Intermolecular forces are the forces of attraction or repulsion that act between neighboring molecules. These forces are weaker than the chemical bonds that hold individual molecules together, but they can significantly influence the properties of substances, especially gases. The van der Waals equation accounts for these forces, which are absent in the ideal gas law. Intermolecular forces cause molecules in a gas to attract each other, reducing the pressure that the gas particles exert on the walls of their container. This reduction is corrected by the term \( \frac{a}{V^2} \) in the van der Waals equation, where \( a \) is a constant specific to each gas, representing the magnitude of these forces.

• For gases with strong intermolecular forces, a larger \( a \) value is used.
• For gases with weaker forces, \( a \) is smaller.

Ultimately, the presence of intermolecular forces means that gases do not behave ideally, which leads us to the concept of non-ideal gases.

In contrast to ideal gases, non-ideal gases do not perfectly follow the ideal gas law due to the existence of intermolecular forces and the finite size of gas molecules. The ideal gas law presumes that gas particles have no size and do not interact with one another. However, in reality, molecules occupy space and exert forces on each other.
The van der Waals equation modifies the ideal gas law to better reflect the behavior of real gases. By introducing the constants \( a \) and \( b \), it accounts for the two main factors:

• \( a \) corrects for the pressure reduction due to intermolecular forces.
• \( b \) adjusts for the volume occupied by the gas molecules.

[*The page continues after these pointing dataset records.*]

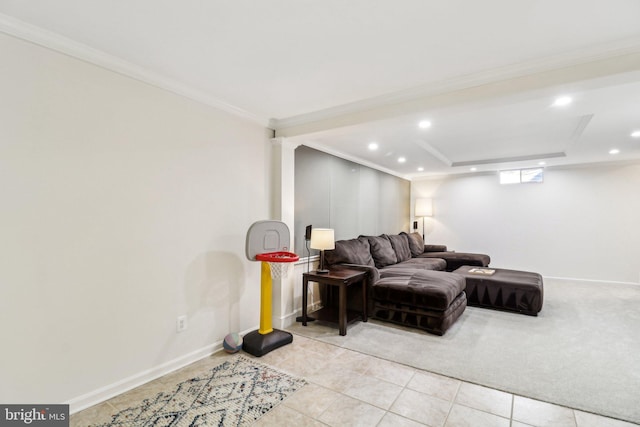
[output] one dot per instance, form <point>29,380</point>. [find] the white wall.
<point>582,222</point>
<point>122,207</point>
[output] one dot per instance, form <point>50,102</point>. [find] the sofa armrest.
<point>373,273</point>
<point>435,248</point>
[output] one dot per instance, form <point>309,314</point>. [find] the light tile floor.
<point>346,388</point>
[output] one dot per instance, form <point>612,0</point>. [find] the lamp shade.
<point>322,238</point>
<point>424,207</point>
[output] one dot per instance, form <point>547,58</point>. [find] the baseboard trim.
<point>592,281</point>
<point>109,391</point>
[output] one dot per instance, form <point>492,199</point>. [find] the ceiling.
<point>337,75</point>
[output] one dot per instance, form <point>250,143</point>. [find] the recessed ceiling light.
<point>562,101</point>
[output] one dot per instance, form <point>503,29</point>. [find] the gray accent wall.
<point>331,192</point>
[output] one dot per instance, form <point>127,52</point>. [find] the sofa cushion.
<point>353,251</point>
<point>416,244</point>
<point>382,251</point>
<point>434,290</point>
<point>457,259</point>
<point>400,245</point>
<point>437,264</point>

This equation is crucial for understanding and predicting the behavior of gases under non-ideal conditions, such as high pressures or low temperatures.

The pressure correction term in the van der Waals equation is essential for adjusting the pressure in non-ideal gas scenarios. In the ideal gas law, \( PV = nRT \), pressure is thought to be solely due to particles colliding with the walls of the container. However, in non-ideal gases, intermolecular attractions reduce this pressure.
The correction is quantified by the term \( \frac{a}{V^2} \). This term is added to the observed pressure \( P \) to compute the corrected pressure that conforms to the actual behavior of the gas.

• This reflects a more realistic scenario where gas particles are affected by each other.
• It allows for better prediction and understanding of gas behavior in environments where non-ideal conditions prevail.

By understanding the pressure correction concept, we can appreciate the nuances of gas behavior beyond the ideal models.